Los Angeles’s office and industrial investors balance big capital flows with the small details.
LOS ANGELES—Commercial real estate investment capital these days can be like a river flowing into prime gateway markets. Riding it is not enough; to make headway, one must know how to navigate the ebbs and flows, the eddies and rapids. Strong flow, such as the influx of capital into the Los Angeles metro, can push, pull and sometimes even twist values. GlobeSt.com spoke to office and industrial brokers from Kidder Mathews, the largest independent commercial real estate firm on the West Coast, to get their take on the L.A. investment story as the first quarter comes to an end.
“Class C industrial assets in coastal-influenced Los Angeles submarkets have become jewels,” said Kidder Mathews’ Richard Putnam, an Irvine-based SVP. “Institutional industrial investors are highly confident of land value, hence almost any class of improvement — metal buildings, fenced yard, low-clear manufacturing, trailer storage — has become an acceptable investment/land carry strategy.”
Putnam explains that venture and institutional capital investment are driving up land prices in the market. That’s good for industrial owners, but it is also forcing some tenants and industries eastward, especially those not sensitive to local delivery timing. Other L.A. sectors are on the wax and wane for different reasons.

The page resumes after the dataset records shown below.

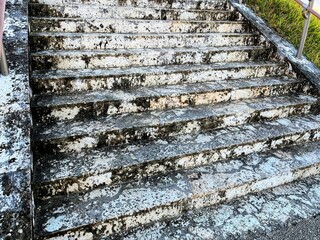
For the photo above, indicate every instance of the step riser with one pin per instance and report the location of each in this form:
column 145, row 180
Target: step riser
column 136, row 172
column 115, row 137
column 145, row 58
column 81, row 111
column 180, row 4
column 126, row 81
column 175, row 209
column 135, row 26
column 82, row 11
column 39, row 43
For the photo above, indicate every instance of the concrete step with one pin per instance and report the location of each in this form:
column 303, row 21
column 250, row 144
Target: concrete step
column 131, row 127
column 120, row 58
column 120, row 207
column 106, row 41
column 284, row 212
column 48, row 109
column 172, row 4
column 65, row 173
column 87, row 11
column 75, row 25
column 68, row 81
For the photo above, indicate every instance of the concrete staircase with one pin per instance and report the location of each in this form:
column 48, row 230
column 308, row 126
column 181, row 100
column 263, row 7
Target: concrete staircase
column 146, row 111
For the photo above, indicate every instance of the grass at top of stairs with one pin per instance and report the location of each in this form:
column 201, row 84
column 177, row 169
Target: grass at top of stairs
column 285, row 16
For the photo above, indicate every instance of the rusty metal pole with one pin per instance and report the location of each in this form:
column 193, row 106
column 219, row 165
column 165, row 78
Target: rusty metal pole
column 3, row 61
column 305, row 29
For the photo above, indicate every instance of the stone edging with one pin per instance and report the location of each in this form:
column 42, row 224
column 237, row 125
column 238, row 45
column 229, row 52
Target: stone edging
column 285, row 49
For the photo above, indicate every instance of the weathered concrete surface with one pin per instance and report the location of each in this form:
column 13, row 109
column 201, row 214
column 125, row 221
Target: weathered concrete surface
column 285, row 49
column 15, row 121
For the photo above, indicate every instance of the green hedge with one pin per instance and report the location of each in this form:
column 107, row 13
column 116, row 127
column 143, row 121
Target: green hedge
column 286, row 18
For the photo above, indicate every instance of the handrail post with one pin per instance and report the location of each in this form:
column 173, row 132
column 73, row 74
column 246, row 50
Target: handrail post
column 305, row 30
column 3, row 61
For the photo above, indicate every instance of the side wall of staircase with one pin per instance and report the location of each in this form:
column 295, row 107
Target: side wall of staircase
column 15, row 124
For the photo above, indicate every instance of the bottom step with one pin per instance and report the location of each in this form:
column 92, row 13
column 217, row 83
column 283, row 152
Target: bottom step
column 273, row 214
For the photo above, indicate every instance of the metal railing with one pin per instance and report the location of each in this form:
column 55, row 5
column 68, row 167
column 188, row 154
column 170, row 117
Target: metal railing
column 307, row 13
column 4, row 70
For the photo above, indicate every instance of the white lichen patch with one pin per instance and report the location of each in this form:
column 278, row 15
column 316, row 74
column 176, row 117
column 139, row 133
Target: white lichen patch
column 65, row 113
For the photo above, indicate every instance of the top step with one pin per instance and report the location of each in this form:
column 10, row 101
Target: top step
column 173, row 4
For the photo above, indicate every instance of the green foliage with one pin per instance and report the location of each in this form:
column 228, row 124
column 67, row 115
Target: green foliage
column 286, row 18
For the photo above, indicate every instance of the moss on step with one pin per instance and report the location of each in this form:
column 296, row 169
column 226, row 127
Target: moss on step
column 285, row 16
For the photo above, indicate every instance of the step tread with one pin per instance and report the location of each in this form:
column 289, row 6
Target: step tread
column 103, row 160
column 175, row 4
column 83, row 35
column 75, row 53
column 102, row 7
column 92, row 73
column 256, row 172
column 164, row 117
column 137, row 20
column 256, row 216
column 156, row 91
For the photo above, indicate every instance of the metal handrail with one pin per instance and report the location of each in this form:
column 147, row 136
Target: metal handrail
column 308, row 10
column 4, row 70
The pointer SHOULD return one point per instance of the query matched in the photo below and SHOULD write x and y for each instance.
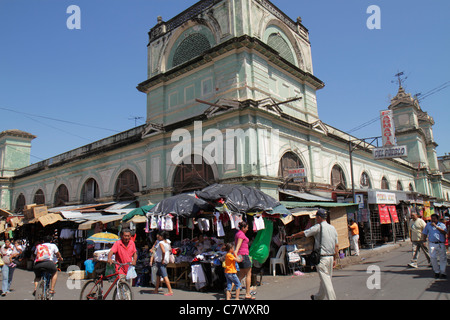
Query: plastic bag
(260, 248)
(131, 274)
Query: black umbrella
(239, 198)
(184, 205)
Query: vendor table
(178, 273)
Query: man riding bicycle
(47, 255)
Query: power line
(60, 120)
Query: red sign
(386, 213)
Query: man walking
(436, 232)
(329, 250)
(417, 226)
(354, 229)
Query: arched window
(384, 184)
(193, 46)
(39, 197)
(20, 203)
(61, 196)
(290, 161)
(365, 182)
(192, 177)
(338, 180)
(89, 192)
(277, 42)
(127, 185)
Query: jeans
(232, 278)
(7, 274)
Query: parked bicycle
(93, 289)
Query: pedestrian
(8, 253)
(230, 271)
(329, 250)
(436, 232)
(46, 256)
(245, 266)
(354, 229)
(163, 249)
(124, 251)
(416, 227)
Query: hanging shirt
(124, 254)
(243, 250)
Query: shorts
(246, 263)
(162, 270)
(44, 266)
(232, 278)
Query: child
(230, 271)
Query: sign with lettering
(387, 128)
(390, 152)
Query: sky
(71, 87)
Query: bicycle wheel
(91, 291)
(123, 291)
(40, 291)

“The historical ‘professional sector’ of tenants — legal, accounting, insurance and financial — in an office submarket like the Tri-Cities are able, through technology, to continue to be more efficient and productive in less office space than ever before,” said William R. Boyd, Jr., Kidder Mathews’ EVP in Pasadena. “It has had a dramatic effect as seen in the reduction of annual office absorption in those office markets that have catered to those tenants.”
Conversely, media, technology and coworking firms are driving the increased annual office space absorption in West Los Angeles and elsewhere. Kidder Mathews reported that $4.5 billion of venture capital entered those metro industry segments in the first nine months of 2018, after $7 billion was invested into 350 L.A. firms in 2017.
Los Angeles is known for its plot twists, and the CRE investment sector is no different. There is another side to the capital infusion story.
“The recent investment in some Los Angeles suburb office markets has been inflated by the competition to place capital, causing the winning bidder to pay a historically high price for the office building,” Boyd said. “That higher price leads to the asset quoting a higher rental rate to support that price. Unfortunately, there is no correlation that rents must increase in the market just because a new owner quotes higher rents. Some buildings with new owners elect not to lease at the market rents assuming that rents will soon increase.”